Cyclic voltammetry of heptaNaq in dimethylforamide. Slow (50 mV/s, top) and fast (2 V/s, bottom) scan rates reveal proton dependent and independent redox-couples. Peak potentials are presented relative to NHE using the ferrocene couple (766 mV versus NHE)²³ as an internal standard. See Supplementary Information for experimental details.

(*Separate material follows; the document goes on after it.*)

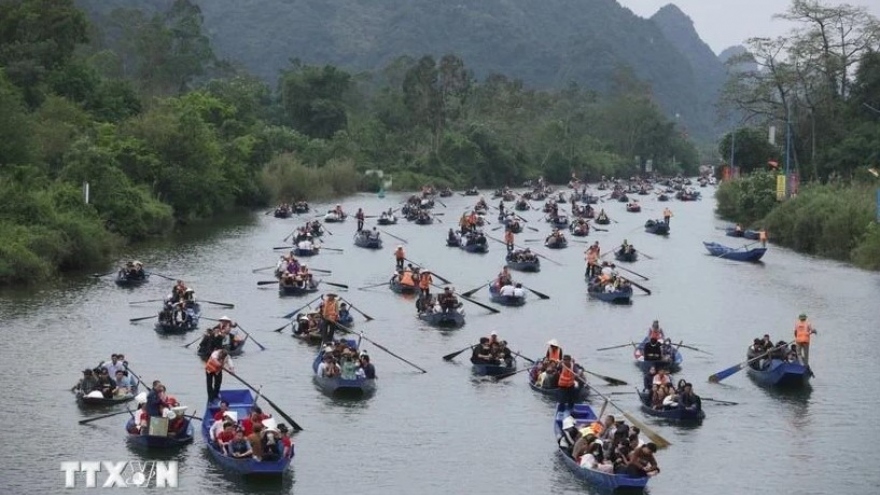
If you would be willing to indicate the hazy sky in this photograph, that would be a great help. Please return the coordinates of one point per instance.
(723, 23)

The ease with which Naq can be synthesized and incorporated into robust protein scaffolds offers new ways to examine the interplay between the protein structure and quinone redox and protonation states without the immense complexity attendant with natural quinone proteins. Electrochemically, the two-electron two-proton couple of Naq is central to the known range of biological redox cofactors and near the midpoint of the quinones critical to respiration and photosynthesis. Thus Naq is well positioned to foster new concepts and constructions of multicofactor artificial proteins incorporating Naq and designed to explore mechanistic aspects of natural oxidoreductases, or to modulate quinone properties for novel specific catalytic purposes. Potentials observed in the aprotic electrochemical studies of heptaNaq represent an upper limit on the expected values for these couples within a protein matrix, supporting the utility of Naq in very low potential electron transfer chains within a protein core. In addition, the proton-decoupled electron transfer potentials are favourable for the implementation of constructs using Naq as a very low potential reductive intermediate for the generation of stable strongly reducing fuels such as hydrogen.